Cette répartition s'effectuerait proportionnellement à la population de chaque section selon la règle de la plus forte moyenne. Chaque section se verrait attribuer, comme aujourd'hui, au moins trois sièges, ce qui permet d'assurer la représentation équitable et pluraliste des territoires. En ce qui concerne la prime majoritaire, elle serait fixée à 20 % du total des sièges, ce qui correspond, pour une assemblée de 51 ou 55 membres, au total actuel de 11 sièges. Elle serait également répartie proportionnellement à la population de chaque section, selon la règle de la plus forte moyenne, avec un minimum d'un siège par section.
Il s'agit moins d'une réforme profonde du mode de répartition des sièges que de la formalisation et de la pérennisation de la répartition actuelle, tout en renvoyant à un acte règlementaire la mise en oeuvre effective de ces règles. S'inscrivant dans le sillage du dispositif actuel et introduisant une souplesse procédurale bienvenue, la proposition de loi ne pose pas, sur le fond, de difficulté particulière.
Deux séries de questions ont néanmoins attiré mon attention.
En premier lieu, je me suis interrogée sur le niveau normatif de l'acte réglementaire procédant, avant chaque scrutin, à la répartition des sièges entre sections.

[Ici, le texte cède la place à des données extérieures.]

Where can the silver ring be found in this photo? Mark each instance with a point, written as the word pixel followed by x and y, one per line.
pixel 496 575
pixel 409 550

Le dispositif de la proposition de loi prévoyant un arrêté du préfet de Guyane, j'ai étudié l'opportunité d'un arrêté ministériel. Après examen attentif, il apparaît néanmoins qu'une telle modification ne soit pas nécessairement pertinente. D'une part, le pouvoir réglementaire n'ayant aucune marge de manoeuvre, il apparaît en situation de compétence liée : attribuer au ministre de l'intérieur la charge d'adopter un tel acte ne présenterait donc aucun avantage substantiel. D'autre part, d'autres dispositions similaires du code électoral renvoient à un acte pris à l'échelon local et non national. L'attribution au préfet de Guyane de la charge de prendre cet acte ne pose donc aucun problème de fond.
En second lieu, certaines formulations méritaient une harmonisation avec les dispositions du code électoral. La mention de la population « légale » aurait en particulier pu prêter à confusion. C'est la raison pour laquelle j'ai suggéré deux de ces modifications formelles à mon homologue de l'Assemblée nationale, qui les a portées. Adoptées aux côtés d'autres modifications de nature rédactionnelle, elles garantissent la solidité juridique du texte.
À cet égard, permettez-moi de souligner la qualité du travail réalisé en commun avec M. Adam en amont de l'examen par le Sénat de cette proposition de loi - je le remercie aussi de sa disponibilité. Grâce à nos échanges fructueux et une convergence de vues sur le fond, nous avons créé les conditions d'une adoption sans modification de la présente proposition de loi.
Tel qu'issu des délibérations de l'Assemblée nationale, le texte me semble donc équilibré politiquement et solide juridiquement. Dans ces conditions, je vous propose de l'adopter sans modification.